BUG/ERR: wrong error in DataFrame.drop with non-unique datetime index + invalid keys · Issue #30399 · pandas-dev/pandas (original) (raw)
Consider this example, where there is a DataFrame with a non-unique DatetimeIndex:
In [8]: df = pd.DataFrame(np.random.randn(5, 3), columns=['a', 'b', 'c'], index=pd.date_range("2012", freq='H', periods=5))
In [9]: df = df.iloc[[0, 2, 2, 3]]
In [10]: df
Out[10]:
a b c
2012-01-01 00:00:00 -1.534726 -0.559295 0.207194
2012-01-01 02:00:00 -1.072027 0.376595 0.407512
2012-01-01 02:00:00 -1.072027 0.376595 0.407512
2012-01-01 03:00:00 0.581614 1.782635 -0.678197
If you then use drop
to drop some columns, but forget to specify columns=
or axis=1
(so you are actually dropping rows), you get a wrong error and very confusing error message:
In [10]: df.drop(['a', 'b'])
...
~/scipy/pandas/pandas/core/indexes/base.py in get_indexer_non_unique(self, target)
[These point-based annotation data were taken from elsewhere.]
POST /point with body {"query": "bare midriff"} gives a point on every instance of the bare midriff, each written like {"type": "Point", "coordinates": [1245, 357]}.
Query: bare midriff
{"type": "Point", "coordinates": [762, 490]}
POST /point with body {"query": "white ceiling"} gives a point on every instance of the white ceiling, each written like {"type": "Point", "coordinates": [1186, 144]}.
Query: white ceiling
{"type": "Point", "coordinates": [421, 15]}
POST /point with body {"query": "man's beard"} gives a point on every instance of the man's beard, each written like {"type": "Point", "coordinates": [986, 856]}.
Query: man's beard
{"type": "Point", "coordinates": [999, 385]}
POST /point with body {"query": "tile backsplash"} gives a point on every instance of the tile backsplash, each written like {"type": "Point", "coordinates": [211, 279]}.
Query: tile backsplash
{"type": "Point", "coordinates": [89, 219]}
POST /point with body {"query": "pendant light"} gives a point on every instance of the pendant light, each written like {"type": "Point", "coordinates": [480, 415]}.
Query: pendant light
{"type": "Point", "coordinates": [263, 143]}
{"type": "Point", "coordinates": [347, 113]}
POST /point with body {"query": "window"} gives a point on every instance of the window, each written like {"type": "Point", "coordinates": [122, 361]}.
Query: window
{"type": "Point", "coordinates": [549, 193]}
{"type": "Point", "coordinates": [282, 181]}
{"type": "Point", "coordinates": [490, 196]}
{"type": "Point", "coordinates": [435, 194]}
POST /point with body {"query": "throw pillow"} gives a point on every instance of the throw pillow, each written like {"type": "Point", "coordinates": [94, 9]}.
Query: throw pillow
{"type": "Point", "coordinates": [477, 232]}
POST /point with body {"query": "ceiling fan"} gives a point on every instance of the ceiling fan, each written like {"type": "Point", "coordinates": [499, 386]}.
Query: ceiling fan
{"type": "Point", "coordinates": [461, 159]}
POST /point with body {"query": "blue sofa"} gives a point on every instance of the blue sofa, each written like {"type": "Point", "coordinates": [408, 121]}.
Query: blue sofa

4559 tgt_values = target._ndarray_values
4560
-> 4561 indexer, missing = self._engine.get_indexer_non_unique(tgt_values)
4562 return ensure_platform_int(indexer), missing
4563
~/scipy/pandas/pandas/_libs/index.pyx in pandas._libs.index.IndexEngine.get_indexer_non_unique()
TypeError: 'NoneType' object is not iterable
Tested with pandas 0.25 and pandas master.